Apache Kafka - Part 1

Apache Kafka - Part 1

In this post, I share my notes on Apache Kafka, inspired by the teachings of Stephane Mareek's course. Enjoy!

Topics, partitions and offsets

  • Topic is a particular stream of data.
  • A kafka cluster may have many topics.
  • The sequence of messages is called a data stream.
  • Topics are split into partitions. Messages within each partition are ordered and indexed with id's.

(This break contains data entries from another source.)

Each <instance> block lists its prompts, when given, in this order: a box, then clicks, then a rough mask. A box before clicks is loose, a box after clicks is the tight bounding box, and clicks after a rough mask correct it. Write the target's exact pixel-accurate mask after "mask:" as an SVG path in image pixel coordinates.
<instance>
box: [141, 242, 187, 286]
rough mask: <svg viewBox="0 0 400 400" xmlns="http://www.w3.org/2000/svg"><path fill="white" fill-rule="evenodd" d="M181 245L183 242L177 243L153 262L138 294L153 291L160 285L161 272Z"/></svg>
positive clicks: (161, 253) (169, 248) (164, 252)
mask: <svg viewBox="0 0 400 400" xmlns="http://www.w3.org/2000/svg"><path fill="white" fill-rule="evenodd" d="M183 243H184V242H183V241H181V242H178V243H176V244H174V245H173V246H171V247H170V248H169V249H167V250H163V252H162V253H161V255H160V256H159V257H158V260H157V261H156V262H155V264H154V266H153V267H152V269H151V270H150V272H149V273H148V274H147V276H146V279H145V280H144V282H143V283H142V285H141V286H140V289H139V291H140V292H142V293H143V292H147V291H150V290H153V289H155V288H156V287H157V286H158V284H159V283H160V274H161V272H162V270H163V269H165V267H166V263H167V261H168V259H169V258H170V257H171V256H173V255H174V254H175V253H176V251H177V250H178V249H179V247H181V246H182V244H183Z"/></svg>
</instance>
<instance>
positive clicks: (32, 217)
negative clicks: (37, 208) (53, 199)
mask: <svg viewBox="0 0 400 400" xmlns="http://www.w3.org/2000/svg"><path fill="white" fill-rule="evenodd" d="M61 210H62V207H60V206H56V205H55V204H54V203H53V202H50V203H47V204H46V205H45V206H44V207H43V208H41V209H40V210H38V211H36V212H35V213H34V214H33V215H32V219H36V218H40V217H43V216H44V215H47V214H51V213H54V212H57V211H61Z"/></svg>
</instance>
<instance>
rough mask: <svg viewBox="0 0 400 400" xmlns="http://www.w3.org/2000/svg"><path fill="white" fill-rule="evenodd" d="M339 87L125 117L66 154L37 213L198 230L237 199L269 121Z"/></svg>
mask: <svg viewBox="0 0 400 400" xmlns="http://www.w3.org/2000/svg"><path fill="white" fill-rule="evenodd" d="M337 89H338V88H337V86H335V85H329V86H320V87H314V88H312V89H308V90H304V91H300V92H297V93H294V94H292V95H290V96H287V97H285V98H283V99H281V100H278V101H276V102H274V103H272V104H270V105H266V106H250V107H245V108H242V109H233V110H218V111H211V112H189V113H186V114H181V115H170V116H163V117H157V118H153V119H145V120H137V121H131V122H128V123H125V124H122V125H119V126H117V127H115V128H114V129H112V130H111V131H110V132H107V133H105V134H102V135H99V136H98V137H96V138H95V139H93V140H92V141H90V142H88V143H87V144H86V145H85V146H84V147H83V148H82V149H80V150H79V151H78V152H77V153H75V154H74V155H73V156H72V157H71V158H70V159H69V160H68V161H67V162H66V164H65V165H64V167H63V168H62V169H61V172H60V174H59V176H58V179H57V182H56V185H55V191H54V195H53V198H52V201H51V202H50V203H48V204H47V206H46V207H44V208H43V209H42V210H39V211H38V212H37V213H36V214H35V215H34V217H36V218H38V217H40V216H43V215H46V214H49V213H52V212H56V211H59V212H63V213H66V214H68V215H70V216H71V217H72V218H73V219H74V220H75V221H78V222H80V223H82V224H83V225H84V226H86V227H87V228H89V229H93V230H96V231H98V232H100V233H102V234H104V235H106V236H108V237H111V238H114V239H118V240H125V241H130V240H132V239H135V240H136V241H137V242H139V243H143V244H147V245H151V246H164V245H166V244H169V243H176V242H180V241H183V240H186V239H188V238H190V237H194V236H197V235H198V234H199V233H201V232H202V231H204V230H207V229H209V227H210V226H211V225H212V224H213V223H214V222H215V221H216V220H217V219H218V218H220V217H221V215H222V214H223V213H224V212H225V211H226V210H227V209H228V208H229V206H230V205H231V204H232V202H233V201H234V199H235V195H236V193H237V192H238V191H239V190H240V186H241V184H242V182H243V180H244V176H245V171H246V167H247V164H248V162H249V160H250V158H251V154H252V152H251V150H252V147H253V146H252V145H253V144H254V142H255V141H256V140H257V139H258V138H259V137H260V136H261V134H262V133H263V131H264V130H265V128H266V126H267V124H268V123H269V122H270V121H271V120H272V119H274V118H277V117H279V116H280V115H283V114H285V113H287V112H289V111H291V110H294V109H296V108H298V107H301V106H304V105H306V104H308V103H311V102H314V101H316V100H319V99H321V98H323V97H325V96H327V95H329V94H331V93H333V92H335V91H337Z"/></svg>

The id's will keep on increasing as new messages come.
Producers, topics and partitions
Producers, topics and partitions
  • Kafka topics are immutable, once the data is written it cannot be changed.
  • Data is kept only for a limited time. (default is one week but its configurable)
  • Order is guaranteed only within a partition
  • Data is assigned randomly to a partition unless a key is provided.

Producers

  • Producers write data to topics.
  • Producers know which partition to write to (and which Kafka broker has it)
  • Producers can choose to send a key with the message (string, number, binary etc.)
    • If key is null, partition is chosen by round robin
    • If key is not null, then all the messages for the same key go to the same partition. (hashing)
  • How does a kafka message look like ?
Kafka message structure
Kafka message structure
  • The key and the value are serialized before they are sent to kafka, consumer then deserializes them after consuming the message (meaning the message is consumed as bytes).
Kafka image serializer
Kafka image serializer

Consumers

  • Consumers read data from a topic - pull model.
  • Consumers know which broker and partition to read from.
  • In case of broker failures consumers know how to recover.

Consumer Deserializer

  • Deserializes binary data to its original form.
Kafka consumer deserializer
Kafka consumer deserializer
  • Consumer should know what kind of data is being sent through the topic, this means that we can only send a single type of data through a topic and can’t change it through its lifetime.

Consumer Groups

  • All the consumers in an application read data as consumer groups.
  • Each consumer within a group reads from exclusive partitions.
Kafka consumer groups - 1
Kafka consumer groups - 1
  • If you have more consumers than partitions, some consumers will be inactive.
Kafka consumer groups - 2
Kafka consumer groups - 2
  • Multiple consumer groups can be on the same topic.
Kafka consumer groups - 3
Kafka consumer groups - 3
  • Consumer groups can be thought of as services.
  • Consumers know which group they belong via their group.id property.

Consumer Offsets

  • Kafka stores the offsets at which a consumer group has been reading.
  • When a consumer in a group is processing data received from kafka, it should be periodically committing the offsets.
  • If a consumer dies, it will be able to read back from where it left off thanks to the committed consumer offsets.
  • By default Java consumers automatically commit offsets (at least once)
  • There are 3 delivery semantics if you choose to commit manually:
    • At least once (usually preferred):
      • Offsets are committed after the message is processed.
      • If the processing goes wrong, the message will be read again.
      • This can result in duplicate processing of messages so user should make sure the system won’t be impacted by messages that are processed again.
    • At most once:
      • Offsets are committed as soon as messages are received.
      • If the processing goes wrong, some messages will be lost (they won’t be read again)
    • Exactly once:
      • Messages are processed only once.